I peer into the closed, pale-wood-paneled room of Mr. T's Pub. The bar hugs the door. There is one exit. Reports said that Boren liked the karaoke that they do here many nights. They also mentioned she was 33 and had some bad habits in her past. Mr. T's is midway between the Banyan Tree Motel and the Monticello Motel. If Mr. T's Pub had a house drink, it should be called Sex on the Bench, due to its proximity to Round Lake Park, a place with its own night scene.
The police have never found her killer. They've had leads. Suspects have been questioned and the case remains open. But Karen's last call here on Fourth Street has never been adequately explained. For women of a certain age with certain histories, there are no Amber alerts or neighborhood turnouts.
By the time I get to Second Avenue North, my solitude is heavier than my backpack. But I'm wearing it well. On the corner of Williams Park stands the perfect man.
Brigadier General Thaddeus Kosciuszko. Composed in bronze with broad shoulders, thick sensuous lips and tight, suggestive pants, he represents all that I do not have in my life. A moral, spiritual compass in the hands of a man who looks incredible in knickers. Kosciuszko was a military engineer of Polish descent who was a friend of Thomas Jefferson. In his will, he left his money to free slaves. His presence here on a corner of St. Petersburg is a gift from local Polish societies, including the American Institute of Polish Culture Pinellas County.

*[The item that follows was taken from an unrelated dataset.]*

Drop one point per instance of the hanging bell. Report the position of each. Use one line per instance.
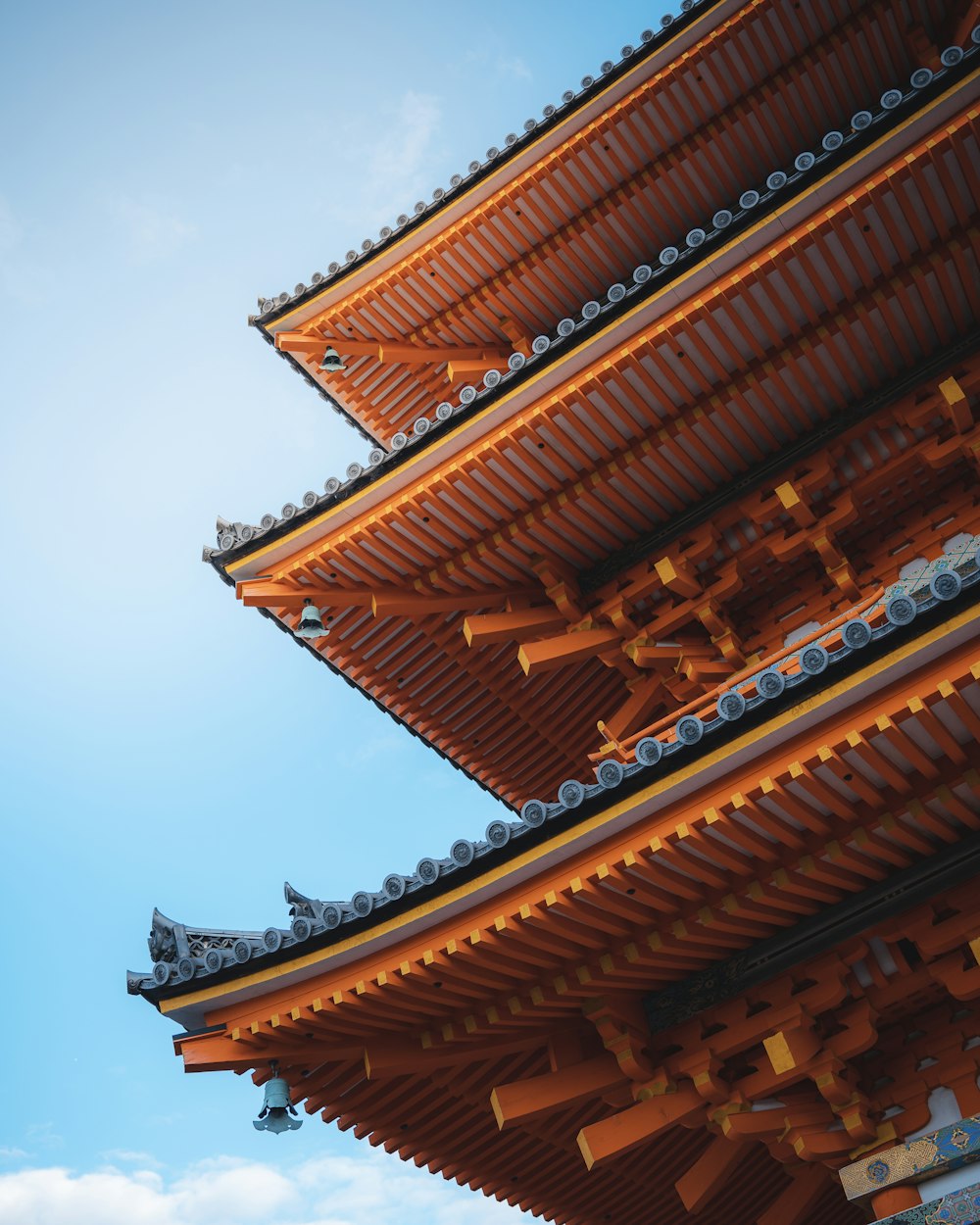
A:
(331, 362)
(274, 1115)
(310, 622)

At this end point, the walk slants a bit down toward the pier. The landscape begins to get lush. I walk past BayWalk and its specialty shops down toward the Fine Arts Museum.
In the window of Ambria's Gallery of Wearable Art (20 Beach Drive N.E.) are some amazing dresses that make me dream of being a latter-day Cinderella. Embroidered white roses encrust a mint green gown whose hem resembles falling gossamer spring leaves.
By the time I reach the infamous inverted pyramid of the St. Petersburg Pier I've resisted jumping into the cool green water at least a dozen times. On the top floor, I look toward Davis Island and I'm overcome with a grand sense of accomplishment.
I've made it past memorials and being called lazy. I've eluded the sweet darkness of a bar, fought myself out of the softness of a bed, walked past blocks that still hold a mystery and cried over my own lost glass slipper. But I walked from one bay to another in the same pair of shoes. And in terms of fairy tales, I'd left the sleeping dragon back at the motel and happily every after is something I can draw my own map for -- and walk each and every mile.
Rhonda Kitchens is a poet, a librarian, a Weekly Planet muse and a woman about town.